Even when it works exactly as intended, the next CI initiative might be ‘let’s install an automated coding and labelling verification system’. Once this initiative starts, the CI manager quickly finds that the first on-line vision fix doesn’t integrate with the second requirement. Couple with this, a desire to solve the immediate problem as cheaply as possible, and the CI manager soon finds that he now has a dubious vision system and an on-line label verification that works (most of the time), but still no integrated visibility or traceability.
Having dealt separately with two serious aspects of risk management, the CI manager might then be encouraged to look for an automated OEE system to improve operational efficiency. If he is fortunate to find one, which links with the previous risk-averse initiatives, then it is unlikely to be the cheapest available. And so the search for integrated and effective information management continues. Sometimes, this piecemeal approach works well, but rarely turns out to be the most cost-effective in the long run.
To prevent this, the CI manager and the whole management team, from the CEO downwards, need a clear vision of the overall factory floor requirements, covering all aspects of risk, quality, compliance and efficiency. In effect, they need to set out their ‘roadmap’ that will eventually take them to their desired objective, Operational Excellence.

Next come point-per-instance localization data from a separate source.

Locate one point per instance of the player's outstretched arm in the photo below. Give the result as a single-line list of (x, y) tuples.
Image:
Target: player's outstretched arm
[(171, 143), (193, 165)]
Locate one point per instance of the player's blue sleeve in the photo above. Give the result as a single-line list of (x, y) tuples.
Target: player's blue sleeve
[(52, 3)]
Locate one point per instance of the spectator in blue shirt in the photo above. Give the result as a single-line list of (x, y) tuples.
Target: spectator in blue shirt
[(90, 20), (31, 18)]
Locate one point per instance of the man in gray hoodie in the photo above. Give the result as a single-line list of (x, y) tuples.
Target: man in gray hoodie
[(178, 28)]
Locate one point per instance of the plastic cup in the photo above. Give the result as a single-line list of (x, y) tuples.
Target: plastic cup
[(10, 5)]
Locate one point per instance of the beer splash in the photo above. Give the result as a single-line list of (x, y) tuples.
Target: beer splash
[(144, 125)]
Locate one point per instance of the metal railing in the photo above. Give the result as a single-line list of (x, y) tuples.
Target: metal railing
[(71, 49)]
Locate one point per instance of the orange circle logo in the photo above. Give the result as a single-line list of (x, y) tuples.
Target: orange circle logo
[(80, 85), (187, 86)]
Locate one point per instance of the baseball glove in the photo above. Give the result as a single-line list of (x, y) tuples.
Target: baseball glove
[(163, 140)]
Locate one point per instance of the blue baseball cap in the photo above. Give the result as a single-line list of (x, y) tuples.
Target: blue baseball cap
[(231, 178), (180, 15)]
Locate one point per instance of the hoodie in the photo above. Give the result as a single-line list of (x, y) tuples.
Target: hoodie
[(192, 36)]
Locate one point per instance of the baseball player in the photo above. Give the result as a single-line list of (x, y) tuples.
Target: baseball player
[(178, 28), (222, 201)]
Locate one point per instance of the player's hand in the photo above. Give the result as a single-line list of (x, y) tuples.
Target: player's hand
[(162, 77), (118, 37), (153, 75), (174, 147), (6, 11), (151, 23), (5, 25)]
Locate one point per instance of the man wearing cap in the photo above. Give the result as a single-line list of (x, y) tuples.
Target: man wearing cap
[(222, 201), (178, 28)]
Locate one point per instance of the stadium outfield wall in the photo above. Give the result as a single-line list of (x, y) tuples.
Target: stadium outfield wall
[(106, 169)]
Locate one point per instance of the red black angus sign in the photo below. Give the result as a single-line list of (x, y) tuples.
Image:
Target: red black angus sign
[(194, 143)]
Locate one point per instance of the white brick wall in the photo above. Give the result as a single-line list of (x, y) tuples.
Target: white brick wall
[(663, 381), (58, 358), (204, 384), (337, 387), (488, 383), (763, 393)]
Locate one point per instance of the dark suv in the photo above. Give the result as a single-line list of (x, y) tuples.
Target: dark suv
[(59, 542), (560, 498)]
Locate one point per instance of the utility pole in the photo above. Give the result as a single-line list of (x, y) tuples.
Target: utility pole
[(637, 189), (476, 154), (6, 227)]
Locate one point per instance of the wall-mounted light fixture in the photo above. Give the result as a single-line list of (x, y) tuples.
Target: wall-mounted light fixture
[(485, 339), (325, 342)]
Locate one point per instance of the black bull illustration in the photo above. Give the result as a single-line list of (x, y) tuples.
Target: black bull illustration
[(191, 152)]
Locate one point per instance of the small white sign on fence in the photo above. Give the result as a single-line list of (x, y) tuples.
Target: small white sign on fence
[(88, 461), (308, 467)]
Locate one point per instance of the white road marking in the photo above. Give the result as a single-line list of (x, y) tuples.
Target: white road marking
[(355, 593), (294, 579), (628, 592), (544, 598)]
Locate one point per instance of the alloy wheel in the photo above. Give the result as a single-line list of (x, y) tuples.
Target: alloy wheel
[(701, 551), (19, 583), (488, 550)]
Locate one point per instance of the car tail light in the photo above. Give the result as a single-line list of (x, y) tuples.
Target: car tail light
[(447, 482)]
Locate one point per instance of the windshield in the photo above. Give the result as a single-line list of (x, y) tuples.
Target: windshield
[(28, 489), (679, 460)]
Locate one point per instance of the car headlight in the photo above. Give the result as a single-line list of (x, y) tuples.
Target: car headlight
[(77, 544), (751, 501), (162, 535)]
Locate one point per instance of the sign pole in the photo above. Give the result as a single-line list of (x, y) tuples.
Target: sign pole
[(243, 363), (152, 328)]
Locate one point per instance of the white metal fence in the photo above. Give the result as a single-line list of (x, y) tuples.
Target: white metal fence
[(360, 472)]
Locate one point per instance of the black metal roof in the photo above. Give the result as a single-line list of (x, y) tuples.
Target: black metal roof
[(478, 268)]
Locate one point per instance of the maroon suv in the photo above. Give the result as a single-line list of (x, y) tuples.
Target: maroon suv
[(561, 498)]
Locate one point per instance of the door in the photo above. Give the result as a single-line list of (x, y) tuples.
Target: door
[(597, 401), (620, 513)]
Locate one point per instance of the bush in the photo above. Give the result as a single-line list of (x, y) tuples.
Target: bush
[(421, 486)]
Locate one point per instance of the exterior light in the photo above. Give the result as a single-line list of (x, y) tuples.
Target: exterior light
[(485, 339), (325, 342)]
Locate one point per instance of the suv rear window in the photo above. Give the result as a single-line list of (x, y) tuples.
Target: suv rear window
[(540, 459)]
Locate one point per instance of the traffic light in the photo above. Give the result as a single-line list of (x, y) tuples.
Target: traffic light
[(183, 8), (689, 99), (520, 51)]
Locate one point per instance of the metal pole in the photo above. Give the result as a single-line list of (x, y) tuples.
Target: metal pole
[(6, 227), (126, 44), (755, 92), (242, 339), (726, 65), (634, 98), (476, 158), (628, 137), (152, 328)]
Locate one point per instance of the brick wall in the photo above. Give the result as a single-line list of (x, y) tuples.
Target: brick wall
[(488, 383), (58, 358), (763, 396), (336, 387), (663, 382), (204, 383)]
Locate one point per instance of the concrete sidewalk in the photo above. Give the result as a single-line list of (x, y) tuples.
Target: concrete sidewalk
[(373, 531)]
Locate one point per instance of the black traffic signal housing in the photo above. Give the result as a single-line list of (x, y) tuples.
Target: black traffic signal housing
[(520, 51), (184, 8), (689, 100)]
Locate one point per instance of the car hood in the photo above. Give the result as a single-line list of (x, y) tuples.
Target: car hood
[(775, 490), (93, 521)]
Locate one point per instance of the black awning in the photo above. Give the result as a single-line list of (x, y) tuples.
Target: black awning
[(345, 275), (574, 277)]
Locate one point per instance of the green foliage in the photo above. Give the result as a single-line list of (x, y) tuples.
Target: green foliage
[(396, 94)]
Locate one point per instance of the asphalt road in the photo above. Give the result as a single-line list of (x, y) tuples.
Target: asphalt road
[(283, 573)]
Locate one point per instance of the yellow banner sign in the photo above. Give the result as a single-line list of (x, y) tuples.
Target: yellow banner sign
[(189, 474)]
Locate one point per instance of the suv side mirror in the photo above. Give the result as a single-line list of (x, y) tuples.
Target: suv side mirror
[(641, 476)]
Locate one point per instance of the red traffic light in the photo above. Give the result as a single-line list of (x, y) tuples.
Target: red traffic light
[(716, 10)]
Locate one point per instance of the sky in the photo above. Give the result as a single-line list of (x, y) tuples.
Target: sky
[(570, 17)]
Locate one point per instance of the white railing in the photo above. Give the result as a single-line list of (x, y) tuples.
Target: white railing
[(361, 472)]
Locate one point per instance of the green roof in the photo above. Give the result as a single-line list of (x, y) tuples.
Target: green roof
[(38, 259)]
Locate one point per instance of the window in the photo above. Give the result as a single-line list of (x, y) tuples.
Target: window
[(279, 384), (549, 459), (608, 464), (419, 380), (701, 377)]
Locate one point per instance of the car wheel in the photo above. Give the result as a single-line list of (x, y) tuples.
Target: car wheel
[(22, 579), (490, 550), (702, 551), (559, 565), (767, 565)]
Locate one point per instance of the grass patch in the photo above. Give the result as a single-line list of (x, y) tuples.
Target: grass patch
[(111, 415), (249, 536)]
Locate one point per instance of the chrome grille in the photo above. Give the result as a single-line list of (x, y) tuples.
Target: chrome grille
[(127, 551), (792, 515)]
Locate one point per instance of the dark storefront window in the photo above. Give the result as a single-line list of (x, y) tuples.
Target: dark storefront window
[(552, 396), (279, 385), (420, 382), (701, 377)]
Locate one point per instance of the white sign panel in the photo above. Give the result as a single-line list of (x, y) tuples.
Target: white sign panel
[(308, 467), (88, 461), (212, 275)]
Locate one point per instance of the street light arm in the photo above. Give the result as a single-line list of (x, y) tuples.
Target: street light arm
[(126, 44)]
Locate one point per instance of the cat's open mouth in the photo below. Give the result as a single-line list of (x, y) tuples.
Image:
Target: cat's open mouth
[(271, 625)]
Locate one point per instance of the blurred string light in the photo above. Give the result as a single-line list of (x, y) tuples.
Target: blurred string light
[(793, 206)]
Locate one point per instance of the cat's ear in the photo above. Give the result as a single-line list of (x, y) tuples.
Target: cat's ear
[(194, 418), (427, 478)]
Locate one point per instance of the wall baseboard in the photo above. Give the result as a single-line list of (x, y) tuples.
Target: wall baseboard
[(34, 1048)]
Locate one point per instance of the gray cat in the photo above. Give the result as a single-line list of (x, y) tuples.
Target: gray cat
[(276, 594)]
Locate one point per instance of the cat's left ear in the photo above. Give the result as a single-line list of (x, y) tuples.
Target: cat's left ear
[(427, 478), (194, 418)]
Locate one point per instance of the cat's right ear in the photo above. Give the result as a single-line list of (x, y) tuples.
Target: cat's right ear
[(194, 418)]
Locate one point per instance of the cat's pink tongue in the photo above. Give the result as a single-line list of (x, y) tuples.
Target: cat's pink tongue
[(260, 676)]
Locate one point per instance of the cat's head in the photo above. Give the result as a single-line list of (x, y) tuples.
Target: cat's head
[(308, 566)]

To minimise the risk of costly problems and failed integration projects, the corporate vision must be geared to minimise wastage and to show a full payback within a predesignated period. The work to create this vision will often include, or even begin with, an input to output ‘value stream map’ of the entire factory floor process, so that all the areas of cost, wastage and potential performance improvement are clearly defined and measured. Then it’s necessary to put together a comprehensive performance improvement plan to minimise the wastage, the fat and to optimise operational efficiency. This takes time and effort and needs a good, preferably Lean Six Sigma trained, performance improvement systems integration partner.
The vision and road map in place, coupled with the right CI partner, the Lean journey can continue with confidence, as priorities and finances dictate/allow.
But how to find a good, knowledgeable partner? Choose one qualified in Lean Six Sigma, with a proven track record, who will share in your risk (payment by results).